I keep a real time open notebook in bioinformatics on openwetware and host my code on github. My subfield is Comparative Phylogenetic Methods, which uses phylogenies and morphological data to answer questions in macroevolution such as identifying adaptive radiations of diversity, adaptive landscapes and changes in selection regime. the day to day is a mix of theoretical methods development, implementation of these approaches into software which will eventually be distributed to empiricists and exploration of preliminary data.
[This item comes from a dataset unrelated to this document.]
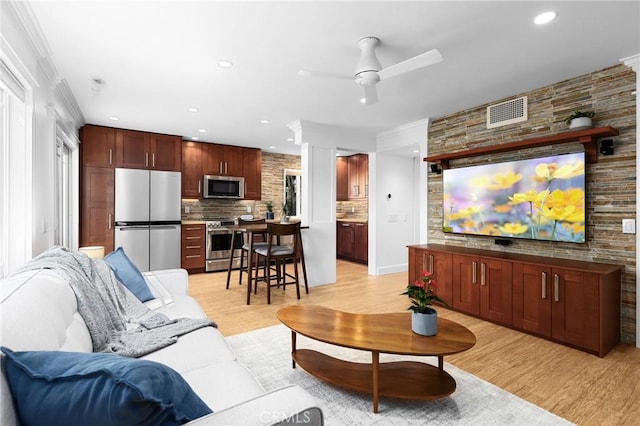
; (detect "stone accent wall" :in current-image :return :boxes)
[427,65,636,344]
[182,151,301,220]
While Github versioning, log, and branches provide an excellent platform for tracking, sharing and potentially collaborating on the day-to-day code development, the openwetware notebook helps me keep tack of bigger picture questions and a more accessible forum for collaborators. Wiki markup makes it easy to embed code snippets, equations, plots and links. I write daily entries reflecting the work I'm doing, meetings, outlines of manuscripts, etc.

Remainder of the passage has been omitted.